Commonwealth because the court shutdown during COVID was an event out

of the control of Commonwealth. Commonwealth v. Goldman, 70 A.3d 874

____________________________________________

*   Retired Senior Judge assigned to the Superior Court.
J-S38042-21

(Pa. Super. 2013); Commonwealth v. Pipkin, 2022 WL 1555399 at * 5 (Pa.

Super. filed May 17, 2022) (non-precedential decision).
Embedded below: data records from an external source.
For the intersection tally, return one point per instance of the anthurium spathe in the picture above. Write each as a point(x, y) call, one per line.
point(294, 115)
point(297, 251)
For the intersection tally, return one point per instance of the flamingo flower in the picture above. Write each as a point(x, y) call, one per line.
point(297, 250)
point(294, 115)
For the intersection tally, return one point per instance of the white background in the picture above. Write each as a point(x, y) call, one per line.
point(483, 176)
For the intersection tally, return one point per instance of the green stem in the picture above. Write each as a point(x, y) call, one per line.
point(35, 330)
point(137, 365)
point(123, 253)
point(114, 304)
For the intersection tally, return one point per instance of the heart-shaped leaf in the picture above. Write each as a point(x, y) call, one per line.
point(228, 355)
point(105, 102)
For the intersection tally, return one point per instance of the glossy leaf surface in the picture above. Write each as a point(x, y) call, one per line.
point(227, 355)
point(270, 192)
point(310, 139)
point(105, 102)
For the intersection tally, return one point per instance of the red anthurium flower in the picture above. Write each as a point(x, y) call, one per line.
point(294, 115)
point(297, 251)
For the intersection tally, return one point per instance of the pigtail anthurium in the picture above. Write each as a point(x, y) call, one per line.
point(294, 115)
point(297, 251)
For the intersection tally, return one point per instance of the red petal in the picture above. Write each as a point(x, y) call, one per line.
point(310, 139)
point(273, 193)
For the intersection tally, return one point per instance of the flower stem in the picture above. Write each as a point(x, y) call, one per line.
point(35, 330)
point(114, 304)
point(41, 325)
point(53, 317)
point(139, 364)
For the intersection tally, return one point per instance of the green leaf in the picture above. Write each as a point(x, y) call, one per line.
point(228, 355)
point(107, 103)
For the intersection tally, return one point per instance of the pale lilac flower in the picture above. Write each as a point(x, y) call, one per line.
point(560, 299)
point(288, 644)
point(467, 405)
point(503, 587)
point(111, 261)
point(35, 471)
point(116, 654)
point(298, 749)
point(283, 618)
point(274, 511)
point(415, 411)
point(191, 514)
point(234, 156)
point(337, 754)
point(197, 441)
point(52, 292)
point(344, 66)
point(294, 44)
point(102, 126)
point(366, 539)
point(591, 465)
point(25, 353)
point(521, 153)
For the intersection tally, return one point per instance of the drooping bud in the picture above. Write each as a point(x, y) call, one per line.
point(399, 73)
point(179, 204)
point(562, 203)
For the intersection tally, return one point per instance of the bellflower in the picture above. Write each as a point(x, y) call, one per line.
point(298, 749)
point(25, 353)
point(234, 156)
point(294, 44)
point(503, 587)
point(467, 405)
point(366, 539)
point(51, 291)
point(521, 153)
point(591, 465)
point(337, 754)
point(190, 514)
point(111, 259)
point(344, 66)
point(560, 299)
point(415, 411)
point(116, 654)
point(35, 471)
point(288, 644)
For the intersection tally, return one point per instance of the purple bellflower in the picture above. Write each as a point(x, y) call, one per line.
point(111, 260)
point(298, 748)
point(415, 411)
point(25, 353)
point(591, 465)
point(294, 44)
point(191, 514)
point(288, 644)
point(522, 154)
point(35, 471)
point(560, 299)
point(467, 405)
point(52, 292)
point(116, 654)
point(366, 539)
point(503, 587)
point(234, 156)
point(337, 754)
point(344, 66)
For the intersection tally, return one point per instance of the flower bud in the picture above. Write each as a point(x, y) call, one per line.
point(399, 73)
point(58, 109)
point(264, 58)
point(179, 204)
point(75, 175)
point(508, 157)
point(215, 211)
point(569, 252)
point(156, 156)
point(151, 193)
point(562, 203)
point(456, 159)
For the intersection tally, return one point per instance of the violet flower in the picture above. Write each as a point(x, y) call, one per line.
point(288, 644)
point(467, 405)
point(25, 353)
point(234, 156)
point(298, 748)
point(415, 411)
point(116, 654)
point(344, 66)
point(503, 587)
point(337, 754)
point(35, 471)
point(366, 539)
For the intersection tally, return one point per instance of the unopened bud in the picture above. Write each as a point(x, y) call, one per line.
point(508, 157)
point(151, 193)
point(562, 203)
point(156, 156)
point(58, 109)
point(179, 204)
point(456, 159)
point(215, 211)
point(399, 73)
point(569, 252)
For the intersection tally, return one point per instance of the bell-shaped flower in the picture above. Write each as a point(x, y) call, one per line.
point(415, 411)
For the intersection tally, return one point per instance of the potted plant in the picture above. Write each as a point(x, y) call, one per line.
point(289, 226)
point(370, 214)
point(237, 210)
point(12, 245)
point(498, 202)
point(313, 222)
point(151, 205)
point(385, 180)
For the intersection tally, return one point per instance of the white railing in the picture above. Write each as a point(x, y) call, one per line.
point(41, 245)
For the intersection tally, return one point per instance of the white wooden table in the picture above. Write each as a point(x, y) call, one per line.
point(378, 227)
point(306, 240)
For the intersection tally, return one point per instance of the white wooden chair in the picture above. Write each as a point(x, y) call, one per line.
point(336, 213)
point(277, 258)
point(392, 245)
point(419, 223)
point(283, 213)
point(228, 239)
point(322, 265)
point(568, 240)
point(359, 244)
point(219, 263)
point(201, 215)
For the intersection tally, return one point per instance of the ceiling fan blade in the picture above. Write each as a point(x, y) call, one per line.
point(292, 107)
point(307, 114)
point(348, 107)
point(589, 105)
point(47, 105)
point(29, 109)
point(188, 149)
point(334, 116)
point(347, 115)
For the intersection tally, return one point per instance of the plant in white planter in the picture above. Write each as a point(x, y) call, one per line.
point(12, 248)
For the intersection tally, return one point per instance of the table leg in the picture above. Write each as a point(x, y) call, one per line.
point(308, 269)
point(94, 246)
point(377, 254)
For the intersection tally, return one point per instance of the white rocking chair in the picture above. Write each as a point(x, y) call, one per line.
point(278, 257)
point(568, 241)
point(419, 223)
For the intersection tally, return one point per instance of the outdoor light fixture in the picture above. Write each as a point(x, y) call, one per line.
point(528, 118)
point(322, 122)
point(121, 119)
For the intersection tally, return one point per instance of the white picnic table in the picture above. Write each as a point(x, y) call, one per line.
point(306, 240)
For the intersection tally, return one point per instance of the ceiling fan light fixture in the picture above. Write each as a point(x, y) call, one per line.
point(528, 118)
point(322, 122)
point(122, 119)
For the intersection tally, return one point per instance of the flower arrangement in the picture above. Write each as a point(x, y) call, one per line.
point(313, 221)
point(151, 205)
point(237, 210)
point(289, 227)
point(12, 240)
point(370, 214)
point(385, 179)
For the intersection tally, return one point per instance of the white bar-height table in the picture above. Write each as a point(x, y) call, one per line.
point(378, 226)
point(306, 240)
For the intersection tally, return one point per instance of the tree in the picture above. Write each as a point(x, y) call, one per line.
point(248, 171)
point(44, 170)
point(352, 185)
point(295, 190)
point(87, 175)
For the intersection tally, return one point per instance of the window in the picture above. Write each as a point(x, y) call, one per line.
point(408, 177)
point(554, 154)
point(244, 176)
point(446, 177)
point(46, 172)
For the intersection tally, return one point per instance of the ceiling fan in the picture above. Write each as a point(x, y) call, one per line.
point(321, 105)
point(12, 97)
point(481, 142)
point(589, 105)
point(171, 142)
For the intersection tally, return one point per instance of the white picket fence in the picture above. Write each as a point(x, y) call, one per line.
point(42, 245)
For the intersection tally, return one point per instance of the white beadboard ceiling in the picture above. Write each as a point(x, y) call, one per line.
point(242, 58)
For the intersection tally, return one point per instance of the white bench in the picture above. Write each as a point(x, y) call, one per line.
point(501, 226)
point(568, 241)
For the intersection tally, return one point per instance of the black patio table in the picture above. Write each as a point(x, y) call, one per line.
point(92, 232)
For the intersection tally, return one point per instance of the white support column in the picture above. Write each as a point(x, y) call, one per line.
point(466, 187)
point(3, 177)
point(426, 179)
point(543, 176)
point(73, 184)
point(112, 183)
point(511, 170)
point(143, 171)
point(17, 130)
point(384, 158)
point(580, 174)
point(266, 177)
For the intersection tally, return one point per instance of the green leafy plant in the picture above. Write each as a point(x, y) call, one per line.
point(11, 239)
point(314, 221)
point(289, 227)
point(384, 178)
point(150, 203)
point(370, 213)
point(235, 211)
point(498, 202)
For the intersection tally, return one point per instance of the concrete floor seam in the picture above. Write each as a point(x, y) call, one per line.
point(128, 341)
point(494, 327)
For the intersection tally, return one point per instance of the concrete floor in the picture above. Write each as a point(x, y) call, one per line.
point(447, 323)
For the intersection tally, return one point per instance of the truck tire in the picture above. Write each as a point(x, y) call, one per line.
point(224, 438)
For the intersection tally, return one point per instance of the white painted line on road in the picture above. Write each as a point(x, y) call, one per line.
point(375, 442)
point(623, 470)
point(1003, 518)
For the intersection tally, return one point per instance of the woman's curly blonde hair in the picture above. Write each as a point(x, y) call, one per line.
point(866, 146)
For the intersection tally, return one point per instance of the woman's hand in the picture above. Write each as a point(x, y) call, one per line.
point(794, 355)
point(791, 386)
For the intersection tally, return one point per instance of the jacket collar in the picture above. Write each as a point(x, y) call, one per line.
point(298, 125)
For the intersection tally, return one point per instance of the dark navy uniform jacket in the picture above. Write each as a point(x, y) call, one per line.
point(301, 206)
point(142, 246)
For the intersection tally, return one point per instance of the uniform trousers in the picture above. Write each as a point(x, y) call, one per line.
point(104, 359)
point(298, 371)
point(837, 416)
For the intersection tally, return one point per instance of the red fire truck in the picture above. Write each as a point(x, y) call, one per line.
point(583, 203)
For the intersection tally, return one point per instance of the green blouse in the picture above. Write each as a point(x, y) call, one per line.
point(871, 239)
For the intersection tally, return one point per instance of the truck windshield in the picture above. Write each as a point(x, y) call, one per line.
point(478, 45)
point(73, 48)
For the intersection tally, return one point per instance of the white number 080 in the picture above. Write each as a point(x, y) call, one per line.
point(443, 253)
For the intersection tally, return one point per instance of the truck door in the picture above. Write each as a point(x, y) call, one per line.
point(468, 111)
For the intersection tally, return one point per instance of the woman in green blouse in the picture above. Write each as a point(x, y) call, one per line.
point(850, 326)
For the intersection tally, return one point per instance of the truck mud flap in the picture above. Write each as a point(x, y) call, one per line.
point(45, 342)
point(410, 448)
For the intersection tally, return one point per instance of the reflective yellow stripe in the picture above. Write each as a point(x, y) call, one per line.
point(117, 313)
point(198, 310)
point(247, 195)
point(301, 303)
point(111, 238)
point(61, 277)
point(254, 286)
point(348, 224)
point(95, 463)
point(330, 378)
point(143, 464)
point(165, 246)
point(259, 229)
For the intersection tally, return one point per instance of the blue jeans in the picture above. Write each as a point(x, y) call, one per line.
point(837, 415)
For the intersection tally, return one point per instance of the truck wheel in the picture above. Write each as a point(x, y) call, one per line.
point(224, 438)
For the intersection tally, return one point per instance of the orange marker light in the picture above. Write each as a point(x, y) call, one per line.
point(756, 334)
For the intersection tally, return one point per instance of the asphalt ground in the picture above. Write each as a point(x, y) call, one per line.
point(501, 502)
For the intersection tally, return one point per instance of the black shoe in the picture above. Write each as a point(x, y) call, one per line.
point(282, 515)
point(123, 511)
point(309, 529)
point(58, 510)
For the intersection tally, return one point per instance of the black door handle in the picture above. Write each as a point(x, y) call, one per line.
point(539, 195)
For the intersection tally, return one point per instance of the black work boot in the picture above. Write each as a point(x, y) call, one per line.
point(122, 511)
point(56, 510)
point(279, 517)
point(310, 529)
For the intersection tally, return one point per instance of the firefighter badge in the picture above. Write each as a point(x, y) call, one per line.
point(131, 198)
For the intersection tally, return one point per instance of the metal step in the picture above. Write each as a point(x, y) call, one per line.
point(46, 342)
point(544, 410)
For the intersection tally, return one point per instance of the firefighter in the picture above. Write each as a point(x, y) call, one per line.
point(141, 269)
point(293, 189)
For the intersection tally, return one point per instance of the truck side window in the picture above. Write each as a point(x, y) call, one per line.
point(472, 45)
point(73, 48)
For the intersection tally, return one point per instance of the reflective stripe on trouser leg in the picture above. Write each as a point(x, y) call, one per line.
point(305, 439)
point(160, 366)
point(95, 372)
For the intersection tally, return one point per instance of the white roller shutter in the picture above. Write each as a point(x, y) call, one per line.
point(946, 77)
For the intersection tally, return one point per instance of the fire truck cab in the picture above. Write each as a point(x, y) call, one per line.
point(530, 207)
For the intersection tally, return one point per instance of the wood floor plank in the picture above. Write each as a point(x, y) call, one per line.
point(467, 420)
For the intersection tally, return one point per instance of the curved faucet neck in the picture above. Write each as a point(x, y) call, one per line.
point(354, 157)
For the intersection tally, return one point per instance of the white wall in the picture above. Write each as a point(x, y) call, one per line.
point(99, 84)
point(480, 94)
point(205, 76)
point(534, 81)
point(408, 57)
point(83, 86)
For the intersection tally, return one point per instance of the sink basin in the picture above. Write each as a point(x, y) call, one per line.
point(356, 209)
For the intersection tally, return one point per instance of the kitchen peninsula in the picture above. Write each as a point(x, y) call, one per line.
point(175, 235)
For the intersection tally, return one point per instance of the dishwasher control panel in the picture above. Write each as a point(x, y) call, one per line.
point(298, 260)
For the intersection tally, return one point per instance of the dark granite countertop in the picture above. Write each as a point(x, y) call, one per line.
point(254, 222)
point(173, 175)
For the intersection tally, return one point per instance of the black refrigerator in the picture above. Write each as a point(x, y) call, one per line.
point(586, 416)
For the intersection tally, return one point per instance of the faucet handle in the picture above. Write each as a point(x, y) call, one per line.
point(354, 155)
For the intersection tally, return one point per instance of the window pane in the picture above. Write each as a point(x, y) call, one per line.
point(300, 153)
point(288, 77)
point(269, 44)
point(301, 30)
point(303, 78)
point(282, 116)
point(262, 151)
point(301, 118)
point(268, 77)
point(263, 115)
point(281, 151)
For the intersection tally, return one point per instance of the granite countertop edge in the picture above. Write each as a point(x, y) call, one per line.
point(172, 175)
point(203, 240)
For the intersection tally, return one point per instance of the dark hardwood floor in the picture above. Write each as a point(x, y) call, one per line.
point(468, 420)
      Moreover, even if consideration of the Commonwealth’s due diligence

were appropriate in this circumstance, I disagree with the Majority’s

conclusion that unless the record shows that the Commonwealth failed to act

with due diligence, the delay is not attributable to the Commonwealth. In

Commonwealth v. Harth, 252 A.3d 600 (Pa. 2021), the defendant filed a

Rule 600 motion to dismiss after the trial court’s schedule required the court

to continue the defendant’s trial.     In considering whether the trial court

properly denied the motion, the Pennsylvania Supreme Court found that the

delay of the trial in such instances is excludable from the Rule 600 calculation

only when the trial court finds that the Commonwealth was ready for trial on

the trial date. Thus, when the trial court schedules a case for trial and then

continues the trial because of the court’s schedule, the proper analysis does

not focus on whether there is no evidence that the Commonwealth failed to

act with due diligence; rather, the record must show that Commonwealth was

ready to proceed to trial on the date that the trial court continued the case.

Id.

      I, therefore, concur in the result of the Majority.